El placer de hacer daño


Estas personas que muestran crueldad hacia los animales por tratarse de seres indefensos y accesibles, con toda probabilidad han desarrollado esa actitud en la infancia o la adolescencia.

El 17 de octubre amanecíamos con la noticia de que había Dos detenidos en Horche por apalear a un perro hasta la muerte, según un artículo de este periódico. Se acompañó con la imagen del animal muerto, envuelto en la bolsa donde fue encontrado, en el interior del maletero de su propietario. La imagen provocó mi reacción ante el sufrimiento que ese animal había padecido en el momento de su muerte a manos de quien no había tenido escrúpulo alguno en ordenar acabar con él. Como si no tuviera ningún valor, mostrando una indiferencia cargada de crueldad con el vacío que da negar la relevancia de los demás seres vivos. 

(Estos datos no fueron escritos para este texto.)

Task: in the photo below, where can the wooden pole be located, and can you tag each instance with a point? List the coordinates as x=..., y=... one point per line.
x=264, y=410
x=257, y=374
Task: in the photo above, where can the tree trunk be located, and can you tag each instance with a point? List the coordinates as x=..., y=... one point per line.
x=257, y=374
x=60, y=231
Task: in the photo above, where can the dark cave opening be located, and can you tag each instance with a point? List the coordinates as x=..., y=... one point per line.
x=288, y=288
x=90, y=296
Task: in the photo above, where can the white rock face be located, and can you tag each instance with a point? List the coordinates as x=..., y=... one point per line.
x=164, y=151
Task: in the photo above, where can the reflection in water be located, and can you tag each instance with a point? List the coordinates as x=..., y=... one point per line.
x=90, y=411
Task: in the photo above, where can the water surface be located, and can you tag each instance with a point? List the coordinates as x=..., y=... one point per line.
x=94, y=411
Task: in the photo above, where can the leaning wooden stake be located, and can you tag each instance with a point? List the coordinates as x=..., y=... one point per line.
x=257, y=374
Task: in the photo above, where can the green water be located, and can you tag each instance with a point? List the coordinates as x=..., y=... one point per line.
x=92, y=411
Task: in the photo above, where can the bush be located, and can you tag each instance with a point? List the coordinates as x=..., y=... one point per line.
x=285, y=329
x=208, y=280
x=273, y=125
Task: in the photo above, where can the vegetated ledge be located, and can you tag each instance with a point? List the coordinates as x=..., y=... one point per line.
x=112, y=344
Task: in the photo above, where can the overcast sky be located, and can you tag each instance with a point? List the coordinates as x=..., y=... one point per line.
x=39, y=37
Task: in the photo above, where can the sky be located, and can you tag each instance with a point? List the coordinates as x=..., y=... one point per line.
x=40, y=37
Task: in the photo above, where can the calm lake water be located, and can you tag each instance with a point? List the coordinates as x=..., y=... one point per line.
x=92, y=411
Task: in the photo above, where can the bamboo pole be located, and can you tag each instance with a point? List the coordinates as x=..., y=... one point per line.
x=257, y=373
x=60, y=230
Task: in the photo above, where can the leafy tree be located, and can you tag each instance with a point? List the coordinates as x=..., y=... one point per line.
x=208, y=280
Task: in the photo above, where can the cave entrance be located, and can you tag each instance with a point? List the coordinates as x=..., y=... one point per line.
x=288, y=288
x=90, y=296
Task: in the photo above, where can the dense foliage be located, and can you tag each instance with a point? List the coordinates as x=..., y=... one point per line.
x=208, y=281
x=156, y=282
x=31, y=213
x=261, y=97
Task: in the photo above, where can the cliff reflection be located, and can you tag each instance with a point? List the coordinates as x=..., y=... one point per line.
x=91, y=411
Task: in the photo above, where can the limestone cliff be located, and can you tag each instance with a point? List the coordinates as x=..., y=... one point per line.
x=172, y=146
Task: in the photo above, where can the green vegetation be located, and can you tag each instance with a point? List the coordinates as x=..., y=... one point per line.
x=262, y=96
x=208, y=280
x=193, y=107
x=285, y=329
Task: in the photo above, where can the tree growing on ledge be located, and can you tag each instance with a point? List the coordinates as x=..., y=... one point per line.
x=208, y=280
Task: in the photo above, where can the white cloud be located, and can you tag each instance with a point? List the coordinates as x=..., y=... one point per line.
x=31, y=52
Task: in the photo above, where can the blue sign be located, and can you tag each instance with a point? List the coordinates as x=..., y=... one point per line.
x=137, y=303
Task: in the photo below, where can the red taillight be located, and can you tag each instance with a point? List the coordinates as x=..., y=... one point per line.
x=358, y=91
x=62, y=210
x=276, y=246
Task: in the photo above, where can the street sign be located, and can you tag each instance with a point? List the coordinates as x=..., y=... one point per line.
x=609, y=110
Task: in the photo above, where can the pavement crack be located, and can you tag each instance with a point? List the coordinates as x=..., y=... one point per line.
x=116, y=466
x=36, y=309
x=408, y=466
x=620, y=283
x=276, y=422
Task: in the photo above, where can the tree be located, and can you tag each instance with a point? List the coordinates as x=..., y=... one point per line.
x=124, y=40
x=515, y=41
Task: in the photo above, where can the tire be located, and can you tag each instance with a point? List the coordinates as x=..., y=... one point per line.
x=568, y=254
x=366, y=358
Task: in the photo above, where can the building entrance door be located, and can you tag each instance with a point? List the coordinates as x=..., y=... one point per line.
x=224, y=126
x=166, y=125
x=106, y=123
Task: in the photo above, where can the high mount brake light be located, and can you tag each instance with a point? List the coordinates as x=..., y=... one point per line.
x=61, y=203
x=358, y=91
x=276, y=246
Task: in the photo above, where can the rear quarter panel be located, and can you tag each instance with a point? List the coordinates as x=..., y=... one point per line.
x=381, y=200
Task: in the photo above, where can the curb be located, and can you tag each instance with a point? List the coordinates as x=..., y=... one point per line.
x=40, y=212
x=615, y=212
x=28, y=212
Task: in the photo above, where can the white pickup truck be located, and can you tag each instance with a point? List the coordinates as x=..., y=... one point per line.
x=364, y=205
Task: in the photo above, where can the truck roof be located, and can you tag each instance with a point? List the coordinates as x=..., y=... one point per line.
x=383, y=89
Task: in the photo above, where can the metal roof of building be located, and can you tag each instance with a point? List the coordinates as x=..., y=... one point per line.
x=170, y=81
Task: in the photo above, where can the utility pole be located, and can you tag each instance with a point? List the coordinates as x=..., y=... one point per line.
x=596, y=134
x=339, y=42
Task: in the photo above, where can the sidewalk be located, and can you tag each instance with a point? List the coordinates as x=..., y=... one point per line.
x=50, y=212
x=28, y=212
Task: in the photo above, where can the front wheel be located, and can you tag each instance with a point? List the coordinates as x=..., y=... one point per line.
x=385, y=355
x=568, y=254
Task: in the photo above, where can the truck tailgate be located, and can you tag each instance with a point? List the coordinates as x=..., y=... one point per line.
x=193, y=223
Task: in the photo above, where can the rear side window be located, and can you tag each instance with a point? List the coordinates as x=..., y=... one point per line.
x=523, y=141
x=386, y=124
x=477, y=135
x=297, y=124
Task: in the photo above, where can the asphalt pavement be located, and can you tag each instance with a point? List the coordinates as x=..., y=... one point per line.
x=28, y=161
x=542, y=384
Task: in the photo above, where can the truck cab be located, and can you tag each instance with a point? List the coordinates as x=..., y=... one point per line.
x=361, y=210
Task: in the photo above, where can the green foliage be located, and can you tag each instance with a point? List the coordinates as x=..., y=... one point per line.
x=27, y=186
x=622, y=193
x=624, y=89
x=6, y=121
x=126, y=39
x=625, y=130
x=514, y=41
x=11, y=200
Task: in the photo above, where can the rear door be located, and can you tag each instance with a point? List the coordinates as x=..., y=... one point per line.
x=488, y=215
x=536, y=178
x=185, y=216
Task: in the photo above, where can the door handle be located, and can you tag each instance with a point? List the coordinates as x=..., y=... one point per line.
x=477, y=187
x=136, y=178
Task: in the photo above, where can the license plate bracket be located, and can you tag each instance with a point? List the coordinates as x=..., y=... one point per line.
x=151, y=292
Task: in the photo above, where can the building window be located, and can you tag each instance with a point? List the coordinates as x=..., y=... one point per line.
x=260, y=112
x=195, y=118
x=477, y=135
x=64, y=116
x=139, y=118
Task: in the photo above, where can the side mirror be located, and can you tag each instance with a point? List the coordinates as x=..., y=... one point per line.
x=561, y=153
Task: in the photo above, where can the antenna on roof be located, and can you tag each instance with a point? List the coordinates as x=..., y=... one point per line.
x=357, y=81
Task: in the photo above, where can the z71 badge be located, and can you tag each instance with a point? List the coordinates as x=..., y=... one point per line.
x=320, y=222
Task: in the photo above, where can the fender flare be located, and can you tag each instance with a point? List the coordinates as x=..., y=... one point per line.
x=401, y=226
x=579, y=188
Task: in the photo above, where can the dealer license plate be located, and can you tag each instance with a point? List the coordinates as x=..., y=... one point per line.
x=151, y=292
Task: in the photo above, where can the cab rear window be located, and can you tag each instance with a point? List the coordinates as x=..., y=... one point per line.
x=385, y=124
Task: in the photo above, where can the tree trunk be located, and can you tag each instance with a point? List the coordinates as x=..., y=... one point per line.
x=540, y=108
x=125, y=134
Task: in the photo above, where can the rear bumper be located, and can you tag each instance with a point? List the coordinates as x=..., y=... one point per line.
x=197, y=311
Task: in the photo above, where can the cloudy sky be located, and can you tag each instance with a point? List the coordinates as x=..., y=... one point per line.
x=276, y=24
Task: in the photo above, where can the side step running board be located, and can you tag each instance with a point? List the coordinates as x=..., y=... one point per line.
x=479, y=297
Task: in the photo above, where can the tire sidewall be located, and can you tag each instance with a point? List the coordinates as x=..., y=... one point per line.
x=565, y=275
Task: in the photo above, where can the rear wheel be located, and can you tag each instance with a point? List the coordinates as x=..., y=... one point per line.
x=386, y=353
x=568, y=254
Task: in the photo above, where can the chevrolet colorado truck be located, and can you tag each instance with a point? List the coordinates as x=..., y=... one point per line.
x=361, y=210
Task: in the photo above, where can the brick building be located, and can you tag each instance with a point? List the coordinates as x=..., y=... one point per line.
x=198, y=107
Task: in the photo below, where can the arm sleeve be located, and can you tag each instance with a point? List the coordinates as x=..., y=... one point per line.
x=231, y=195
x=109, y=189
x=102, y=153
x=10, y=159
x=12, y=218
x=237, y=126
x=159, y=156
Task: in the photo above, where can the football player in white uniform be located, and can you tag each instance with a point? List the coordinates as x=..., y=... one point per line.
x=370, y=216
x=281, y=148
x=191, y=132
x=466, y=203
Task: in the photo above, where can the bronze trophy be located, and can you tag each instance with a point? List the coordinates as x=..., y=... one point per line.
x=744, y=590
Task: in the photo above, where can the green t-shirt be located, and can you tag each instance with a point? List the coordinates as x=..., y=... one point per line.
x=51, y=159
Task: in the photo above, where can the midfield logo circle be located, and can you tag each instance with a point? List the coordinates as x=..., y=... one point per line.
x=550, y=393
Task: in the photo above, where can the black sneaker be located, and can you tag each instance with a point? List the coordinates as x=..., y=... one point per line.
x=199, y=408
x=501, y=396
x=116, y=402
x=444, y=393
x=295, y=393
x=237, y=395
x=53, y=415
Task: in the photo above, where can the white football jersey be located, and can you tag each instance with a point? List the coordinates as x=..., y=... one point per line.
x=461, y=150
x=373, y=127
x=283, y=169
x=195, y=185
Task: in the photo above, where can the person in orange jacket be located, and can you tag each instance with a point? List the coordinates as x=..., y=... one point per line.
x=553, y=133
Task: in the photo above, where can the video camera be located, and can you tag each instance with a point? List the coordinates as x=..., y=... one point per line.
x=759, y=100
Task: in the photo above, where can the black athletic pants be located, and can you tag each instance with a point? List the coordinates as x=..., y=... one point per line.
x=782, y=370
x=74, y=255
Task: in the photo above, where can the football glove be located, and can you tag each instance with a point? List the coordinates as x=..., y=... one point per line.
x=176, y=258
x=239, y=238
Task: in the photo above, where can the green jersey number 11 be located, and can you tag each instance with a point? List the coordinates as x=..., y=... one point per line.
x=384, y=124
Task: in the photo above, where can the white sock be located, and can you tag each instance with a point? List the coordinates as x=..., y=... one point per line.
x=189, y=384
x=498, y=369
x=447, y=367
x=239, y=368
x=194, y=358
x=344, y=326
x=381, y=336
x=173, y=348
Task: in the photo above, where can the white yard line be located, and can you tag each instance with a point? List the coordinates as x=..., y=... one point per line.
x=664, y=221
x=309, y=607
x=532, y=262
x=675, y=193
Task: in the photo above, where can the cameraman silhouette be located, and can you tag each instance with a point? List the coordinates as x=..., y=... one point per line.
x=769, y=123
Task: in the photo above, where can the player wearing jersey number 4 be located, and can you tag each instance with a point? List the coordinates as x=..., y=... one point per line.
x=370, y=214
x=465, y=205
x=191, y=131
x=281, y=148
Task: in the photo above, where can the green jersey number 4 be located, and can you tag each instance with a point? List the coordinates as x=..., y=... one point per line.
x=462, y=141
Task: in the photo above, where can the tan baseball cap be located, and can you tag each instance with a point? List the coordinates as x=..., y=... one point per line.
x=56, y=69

El 22 de octubre se conoció otro caso similar, esta vez en el municipio de Mogán, en Gran Canaria, donde un hombre en bañador y con una toalla de playa sobre su brazo, al que precede una mujer, pasa al lado de una gata negra recostada tranquilamente en su camino y la golpea en la cabeza con un manojo de llaves. La agresión provoca una hemorragia que lleva al animal a agonizar alrededor de un minuto antes de su muerte, con fuertes espasmos que ponen mal cuerpo a cualquier persona con un mínimo de sentimiento. Las cámaras de videovigilancia captaron la escena, no solo el largo sufrimiento del animal, sino la indiferencia del agresor y la persona que le precedía.

Desconozco el nombre del pastor alemán que murió a manos del hombre en el que confiaba. La gata se llamaba Milú, una gata callejera conocida entre los vecinos de la localidad, que pertenecía a una colonia felina que cuidaban desde hacía años y que convivía con ellos de manera pacífica.

Entendí que, ante hechos objetivamente crueles, lo que para unos es un acto intolerable, a otros les produce placer. 

En ambos casos pensé especialmente en las personas que rodean este tipo de agresores: sus mujeres, sus hijos, sus padres o compañeros de trabajo. Porque el agresor de Mogán va acompañado de una mujer, no es un ser aislado que acuda solo a un lugar porque es un desecho de la sociedad. Convive entre nosotros. Y, en ambos casos entiendo que el maltrato y la muerte que han infligido a animales no estarán lejanos del trato que dan a sus allegados, poniendo en peligro a todo aquel que les rodea. Por esto, y no solo por la aberración de llevar a la muerte a un perro o un gato por el puro placer de maltratar o por la necesidad de deshacerse de ellos por causas que aunque me explicaran, no alcanzaría a entender, deberían ser condenados con dureza.

En ambos casos, también, el Seprona ha realizado las investigaciones necesarias para esclarecer los hechos. Casualmente, en los dos delitos se ha contado con pruebas que han llevado a identificar a los responsables, y las autoridades correspondientes han actuado con determinación.

Estas personas, que nos rodean sin detectarlas, muestran crueldad hacia los animales por tratarse de seres indefensos y accesibles. Con toda probabilidad han desarrollado esa actitud en la infancia o adolescencia, y las personas que conviven con ellos no lo hayan detectado o lo hayan minimizado por entender que un hijo no puede ser tan mala persona, o por tapar socialmente las actitudes reprobables de una pareja. Con sus actos refuerzan su sensación de control y poder, por lo que probablemente tengan anuladas a las personas de su entorno. La práctica del maltrato animal es un ejercicio de desensibilización hacia el sufrimiento ajeno, cuyo uso sirve en relaciones de pareja para maltratar a la mujer a través de su ser más querido con objeto de someterlas y evitar que les abandonen, cuando no para maltratar psicológicamente a sus propios hijos. 

Por todo esto, es aconsejable observar bien estas conductas, denunciarlas y evitar a los individuos que las practican, esos a los que les gusta ver el dolor ajeno y disfrutar del sufrimiento, siendo indiferentes ante el mismo. Y si amamos a nuestros animales, aún más, porque ellos serán las primeras víctimas en sus manos.